The silent, continuously looping video of animated blocks forming into different architectural structures moves at the pace of a magic show streaming from one fanciful configuration to the next — each configuration posing briefly as if to say “ta-da!” before disassembling.
It’s the tidy and condensed comic relief to the otherwise meditative narrative of Las Vegas transformation that dominates “Untitled,” Borg’s solo show featuring video installations, drawings and backlit transparencies at the Contemporary Arts Center, on display through Nov. 26.
Borg grew up in the Bay Area and spent six years in New York City and New Jersey before moving to Las Vegas in 2004 with her husband, artist Stephen Hendee.
Her artwork centers on her interest in the way architecture “structures our days and memories.” Las Vegas has been as much about architecture as about gaming, and its stories are often told via the buildings that are and are not here. We’re famous for reinvention through brilliant facades.
Borg looks beyond the magic curtain in this exhibit — particularly in her seven-minute, 18-second video, ”Adventure Non-fiction: Tracking the Void.” The triptych of silent videos runs as continuous loops and will be featured in a December show at San Francisco’s Museum of Modern Art.
One video pans the Queen of Hearts casino after it had been closed, boarded up and wrapped with a chain-link fence. It surveys its torn awnings, abandoned signs and drab cinder block walls.
Another is shot from a car moving along the Strip, past the new and old casinos, construction, streams of tourists, souvenir shops, themed landscapes, crowds, condos and lighted trees.
A third video moves stealthily around an urban ruin that served various purposes, from casino to farmer’s market, in Commercial Center. Dead plants and weeds dot the unused parking lot.

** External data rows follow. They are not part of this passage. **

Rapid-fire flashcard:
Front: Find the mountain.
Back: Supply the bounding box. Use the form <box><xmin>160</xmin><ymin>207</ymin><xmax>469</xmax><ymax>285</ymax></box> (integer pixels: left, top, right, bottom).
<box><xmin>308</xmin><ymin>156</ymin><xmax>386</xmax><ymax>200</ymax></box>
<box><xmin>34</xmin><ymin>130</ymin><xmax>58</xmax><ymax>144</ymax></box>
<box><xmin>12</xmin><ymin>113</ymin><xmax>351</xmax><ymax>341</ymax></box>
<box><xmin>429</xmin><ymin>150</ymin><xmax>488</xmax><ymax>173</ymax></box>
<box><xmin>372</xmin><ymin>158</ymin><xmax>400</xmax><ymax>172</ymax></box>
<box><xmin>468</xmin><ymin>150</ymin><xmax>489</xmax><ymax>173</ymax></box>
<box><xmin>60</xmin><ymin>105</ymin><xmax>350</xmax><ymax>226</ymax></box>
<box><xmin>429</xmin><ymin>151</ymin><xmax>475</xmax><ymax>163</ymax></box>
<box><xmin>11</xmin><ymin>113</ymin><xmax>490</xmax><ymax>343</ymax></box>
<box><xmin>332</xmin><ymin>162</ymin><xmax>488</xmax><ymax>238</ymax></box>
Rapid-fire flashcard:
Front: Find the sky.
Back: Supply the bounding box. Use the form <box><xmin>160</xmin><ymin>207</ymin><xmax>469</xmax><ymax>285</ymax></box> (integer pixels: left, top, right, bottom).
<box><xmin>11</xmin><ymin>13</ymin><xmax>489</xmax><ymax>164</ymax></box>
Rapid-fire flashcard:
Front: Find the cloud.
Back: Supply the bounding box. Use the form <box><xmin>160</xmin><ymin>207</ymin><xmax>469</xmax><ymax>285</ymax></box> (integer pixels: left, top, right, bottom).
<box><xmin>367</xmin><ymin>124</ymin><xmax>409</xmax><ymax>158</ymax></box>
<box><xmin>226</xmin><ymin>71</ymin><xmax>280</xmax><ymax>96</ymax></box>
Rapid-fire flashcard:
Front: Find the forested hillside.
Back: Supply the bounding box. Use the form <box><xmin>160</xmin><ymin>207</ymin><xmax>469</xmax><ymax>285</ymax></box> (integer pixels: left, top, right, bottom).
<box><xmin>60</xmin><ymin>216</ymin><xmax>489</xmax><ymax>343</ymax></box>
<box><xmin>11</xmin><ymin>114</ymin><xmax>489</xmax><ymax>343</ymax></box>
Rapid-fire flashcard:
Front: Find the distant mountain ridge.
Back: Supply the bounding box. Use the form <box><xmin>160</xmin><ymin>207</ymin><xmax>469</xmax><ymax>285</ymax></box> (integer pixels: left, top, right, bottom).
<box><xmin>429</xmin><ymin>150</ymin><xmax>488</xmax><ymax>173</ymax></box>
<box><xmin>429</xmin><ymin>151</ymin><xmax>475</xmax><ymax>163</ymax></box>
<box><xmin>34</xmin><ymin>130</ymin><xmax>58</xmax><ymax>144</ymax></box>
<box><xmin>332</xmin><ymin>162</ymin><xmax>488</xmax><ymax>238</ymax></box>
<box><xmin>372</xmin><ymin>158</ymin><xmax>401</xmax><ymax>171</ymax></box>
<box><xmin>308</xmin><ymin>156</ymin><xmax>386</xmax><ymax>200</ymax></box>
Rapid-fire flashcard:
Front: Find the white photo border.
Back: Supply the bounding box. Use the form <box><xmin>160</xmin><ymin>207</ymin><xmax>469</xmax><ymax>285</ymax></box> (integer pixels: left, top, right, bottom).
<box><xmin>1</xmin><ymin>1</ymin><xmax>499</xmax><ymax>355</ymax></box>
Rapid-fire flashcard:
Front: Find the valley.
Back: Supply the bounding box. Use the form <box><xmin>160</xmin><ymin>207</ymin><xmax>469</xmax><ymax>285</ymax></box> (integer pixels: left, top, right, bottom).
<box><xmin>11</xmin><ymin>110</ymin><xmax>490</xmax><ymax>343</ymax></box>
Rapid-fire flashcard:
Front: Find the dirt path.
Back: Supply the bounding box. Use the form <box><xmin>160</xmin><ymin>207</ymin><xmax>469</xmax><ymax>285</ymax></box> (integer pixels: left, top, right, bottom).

Boarded doors and paint blotches tell the story of the building shaped like a temple with sloped concrete walls.
The exhibit, much like the city, is all about motion and transformation — animated blocks or the bumping, pulsating of reconfigured neon, bulbs and buildings in “Experimental Phantom Area,” a 2006 collaboration with artist Amy Yoes that presented as an installation via the 15 monitors at the Peppermill Fireside Lounge.
Borg’s “I only have stars for you; you only hold stars for me” runs just over 10 minutes and details the implosion of the Stardust via a seemingly random narrative by revelers observing, mourning and celebrating the event.
Unique in this show is a series of Borg’s drawings that give a hint to her thought process.